Наша единственная повозка катила последней. На ней мы поочередно отдыхали, везли нехитрые солдатские пожитки. Сейчас большинство конвойных несли свою службу по сторонам колонны и лишь мы с Игнатовским, Федей Луценко и весельчаком Иваном Подвыженко сидели на фурманке, молча глядели на проплывающие мимо бедные крестьянские хаты с обшарпанными закопченными крышами, невероятно маленькими окнами, янтарными початками кукурузы и связками красного перца под стрехами.

Из-за плетней испуганно и удивленно глядели женщины, провожая молчаливыми и тревожными взглядами неожиданную и странную процессию. Из подворотни с дурным лаем кинулся на дорогу лохматый, в репьях пес, но вдруг круто развернулся и с ошалелым, полным ужаса визгом бросился назад.

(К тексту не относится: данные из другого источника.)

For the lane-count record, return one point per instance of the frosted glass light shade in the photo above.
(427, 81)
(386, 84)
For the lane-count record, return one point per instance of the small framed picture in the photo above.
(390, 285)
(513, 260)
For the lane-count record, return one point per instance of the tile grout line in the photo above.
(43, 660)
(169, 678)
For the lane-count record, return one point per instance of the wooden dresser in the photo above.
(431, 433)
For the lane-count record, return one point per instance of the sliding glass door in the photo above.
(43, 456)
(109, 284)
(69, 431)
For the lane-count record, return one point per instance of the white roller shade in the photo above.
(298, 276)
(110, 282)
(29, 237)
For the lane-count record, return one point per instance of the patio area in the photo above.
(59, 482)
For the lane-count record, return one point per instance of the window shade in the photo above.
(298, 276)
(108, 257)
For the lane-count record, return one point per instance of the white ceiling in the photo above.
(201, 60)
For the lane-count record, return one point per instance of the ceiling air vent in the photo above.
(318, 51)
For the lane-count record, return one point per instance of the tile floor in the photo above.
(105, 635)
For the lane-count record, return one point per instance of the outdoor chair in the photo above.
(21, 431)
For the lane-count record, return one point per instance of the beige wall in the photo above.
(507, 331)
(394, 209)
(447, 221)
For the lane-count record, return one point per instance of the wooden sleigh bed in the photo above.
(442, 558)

— Фашистского духа испугался, — хохочет Луценко.

И тут мы заметили, что среди сельчан началась какая-то паника, тревожная суета. Захлопали калитки. Забегали дети. Женщины, показывая в нашу сторону, что-то возбужденно и взволнованно выкрикивали.

— Что это они засуетились? — спрыгнул с повозки сержант Игнатовский, вскидывая на плечо ремень карабина.

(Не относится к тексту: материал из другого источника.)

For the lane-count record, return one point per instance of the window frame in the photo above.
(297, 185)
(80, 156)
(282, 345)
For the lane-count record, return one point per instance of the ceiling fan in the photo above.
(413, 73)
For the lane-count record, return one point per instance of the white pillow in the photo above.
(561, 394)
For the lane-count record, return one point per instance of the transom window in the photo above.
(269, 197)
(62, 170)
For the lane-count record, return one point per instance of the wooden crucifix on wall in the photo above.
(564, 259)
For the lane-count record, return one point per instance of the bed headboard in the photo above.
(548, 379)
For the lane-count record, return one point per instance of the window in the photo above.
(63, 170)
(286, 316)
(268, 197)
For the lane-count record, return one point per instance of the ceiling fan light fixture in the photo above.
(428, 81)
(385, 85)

— Немцев, поди, испугались.

— Нет, что-то другое, — заметил рассудительный Луценко. — Может, кого в колонне узнали?

Среди конвоируемых нами румын тоже непонятное волнение. Один из них, высокий, худощавый, с холщовой котомкой за плечами, отстал на несколько шагов и с мольбой и страхом молча смотрел на нас большими печальными глазами. Громче закричали женщины. Некоторые из них выбежали на дорогу, и тогда румын о чем-то заговорил с ними, торопливо и возбужденно.

— А ведь это родное село нашего пленника, — первым разобрался Игнатовский, лучше нас зная румынский язык. — Женщины просят отпустить его. Жена здесь, дети.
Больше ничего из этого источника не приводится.